The fishbone is a known structure model to brainstorm root cause of effects. This post is going to explain how to add symptoms into the mix to validate that we found and resolve the root cause and not a symptom.
Every root cause will have several symptoms that are much easier to detect but are not the root cause of a problem. In a complex system, where many parts of the system working autonomously and in parallel, the odds to find a symptom is much higher than to land on the root cause.
Because it is easier to find the symptom, many people tend to think that they found the root cause. They resolve the sign, to find out after a while that another symptom appears as a new effect to the system.
Let’s take communication as a common problem that we are trying to brainstorm. The first cause that people will find is missing prioritization. But, is prioritization is the root cause of communication issues? I hope that you agree with me that it is not. One way or another, people temp to see the first symptom as the root cause and try to resolve it. If someone addresses prioritization, he will find out very fast that communication is still a problem.
The twist that we introduce to the fishbone is simple but enforce people to think about all symptoms. Instead of the main line (fish bones) representing categories, they are describing the symptoms that we found out while brainstorming. The backbone represents the root cause.
Our fishbone diagram will look like this:

Categories will expend each symptom. At the end of the fish (as the fishtail), we place the categories of the root cause. Casual factors should branch from the categories (the same as in a regular fishbone). We found out more than once that more than one fishbone diagram is needed due to multiple root cause.
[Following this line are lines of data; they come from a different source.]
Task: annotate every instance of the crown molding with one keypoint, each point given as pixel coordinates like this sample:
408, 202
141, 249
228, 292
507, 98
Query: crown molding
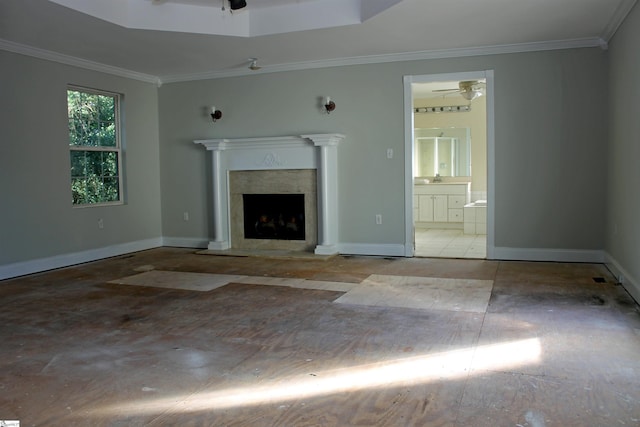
618, 17
76, 62
307, 65
396, 57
We tend to end up with numerous backbone lines going from the head, but you can alternatively use multiple fishbone diagrams.
Here’s an example with some data:

We found this approach working for us extremely well. The need to think on symptoms enforce us to find them up and distinguish them from the root cause.
When we present those diagrams to customers, they found the distinction between the root cause and the symptom helpful as well. More than once, we found ourselves arguing with a customer if the root cause is not a symptom, a very healthy debate.
Adding symptoms is a simple modification to a known method. If you try to use it, you’ll see the difficulty and the benefit that comes with new approaches.